Android Chief Squashes Rumors of Android Merging With Chrome OS (pcworld.com)
If you were holding out hope that Android and Chrome would one day merge into some kind of super OS that marries the desktop and mobile worlds once and for all, Google's senior vice president for Android, Chrome, and Chromecast Hiroshi Lockheimer has some bad news for you: It's not happening. From a PCWorld report: Speaking on the All About Android podcast, the mobile chief threw a giant bucket of cold water on the idea that the two platforms would eventually converge, despite recent rumors that suggest such a project is already in development at Google. "There's no point in merging them," Lockheimer said, pointing out sales of that Chromebooks overtook Macs in the first quarter of this year. "They're both successful." He added, Google's aim is "to make sure that both sides benefit from each other. ... You'll see a lot more of that happening, where we're cross-pollinating, but not a merge."
Do I want two seperate OSs designed specifically for desktop/mobile or do I want a mashup of the two. Tough choice...
ChromeBooks outsell Macs.
Apple fanfags btfo.
How does it feel girls?
Then comes the reality.

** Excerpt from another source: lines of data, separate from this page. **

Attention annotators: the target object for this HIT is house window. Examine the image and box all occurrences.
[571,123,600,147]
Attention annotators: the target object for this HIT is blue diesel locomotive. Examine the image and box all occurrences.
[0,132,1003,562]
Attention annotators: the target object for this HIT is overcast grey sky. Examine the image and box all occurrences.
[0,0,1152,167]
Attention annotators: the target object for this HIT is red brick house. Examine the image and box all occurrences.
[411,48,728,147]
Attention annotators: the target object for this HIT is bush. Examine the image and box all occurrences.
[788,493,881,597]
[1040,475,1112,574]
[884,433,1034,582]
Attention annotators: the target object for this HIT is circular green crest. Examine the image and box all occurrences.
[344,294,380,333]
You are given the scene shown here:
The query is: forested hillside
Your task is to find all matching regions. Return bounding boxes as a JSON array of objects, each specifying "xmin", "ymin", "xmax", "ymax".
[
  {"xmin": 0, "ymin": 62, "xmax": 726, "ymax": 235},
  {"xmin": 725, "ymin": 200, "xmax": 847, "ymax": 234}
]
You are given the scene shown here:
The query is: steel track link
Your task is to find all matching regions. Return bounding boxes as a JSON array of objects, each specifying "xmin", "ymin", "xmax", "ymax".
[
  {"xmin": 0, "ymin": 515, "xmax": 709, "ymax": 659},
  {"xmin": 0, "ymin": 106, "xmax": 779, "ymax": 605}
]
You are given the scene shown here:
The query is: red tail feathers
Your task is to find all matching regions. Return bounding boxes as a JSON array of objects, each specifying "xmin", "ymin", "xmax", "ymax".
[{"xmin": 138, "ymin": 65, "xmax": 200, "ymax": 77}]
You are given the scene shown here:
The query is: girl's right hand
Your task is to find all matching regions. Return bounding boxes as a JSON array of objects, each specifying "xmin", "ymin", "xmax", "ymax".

I take this as a sure sign that the two OSes WILL merge!
If you are hoping that android and chrome would merge, you are a fucking idiot. Everything doesn't need to be built on HTML/JS.
What WILL happen is: .Net developers
- future versions of Android and especially Android hardware will adopt a more ChromeOS-like update model
- ChromeOS will be increasingly capable of running Android apps over the top
- stored data will be abstracted to interoperate between apps on either platform (if it isn't already) and to stream from one device to the other
- You'll still need a real Windows device now because of bassackwards
It freezes frequently, and lacks the ability to play some of the media files it even purports to play.
The only good thing about ChromeOS is that if you try hard enough, you can still replace it with a real operating system.
If a Chrome OS device can run Android apps, why should these two OSs need to merge?
If Chrome OS could run well native versions of Micorsoft Office and Adobe apps and there were desktop machines running Chrome OS, Chrome OS might be on more computers than those running the kluge called Windows 10.
In a time of universal deceit, telling the truth is a revolutionary act. George Orwell
Provide Android and Chrome runtimes on top of a proper *nix system. Dump busybox or whatever godawful toolbox they've built from scratch. Move to systemd (which I personally hate, but it is a good choice for desktop/mobile). Root out of the box. Proper package management.
A government is a body of people notably ungoverned - AC
If you were holding out hope that Android and Chrome would one day merge into some kind of super OS that marries the desktop and mobile worlds once and for all
I certainly wasn't hoping for that. I was fearing that it might come to pass.
For those interested
Andromium OS looks interesting.
Sounds like some potential sci-fi movie plots.
Um, holy shit?
It's not going to happen.
Until someone above him wants it to happen and it will happen.
He's not the one that will make that choice. If that choice is made, he will follow.
ChromeOS is great. It has a record of security, it performs well, it respects user privacy with both multi-user and "multi profiles," and no routine access to permanent cookies like serial numbers, it has good disk encryption and sane use of TPM, it has few enough regressions that it can auto-update instead of presenting users with notifications, "do you want to update?" so they can "choose" between regressions and features, it has SD card slots, it publishes the development source publicly instead of making big source drops every christmas, its app platform is the web so you are not tied to silly "stores," and it supports a diverse set of devices for 5 years after start-of-sale so the monthly cost of an up-to-date top-of-the-line chromebook is less than the monthly cost of a budget Nexus phone.
Android compromises the user left and right to everyone who asks: developers who want to track people with hardware serial number and single profile per phone, manufacturers who want to push bloatware or remove sd card slots, carriers who want to "approve" builds or push customer service spyware onto phones or tie core functions like GPS to their network. It has a much worse record of quality. It doesn't support crouton. The devices are expensive. The encryption is less good, with no real TPM. and Chrome browser on Android has certain features blocked and no source.
If the OSes ever "merge", obviously bugs and code quality will be lowest common denominator. Which side do you think will get the deciding word on all this squishy necktie business stuff?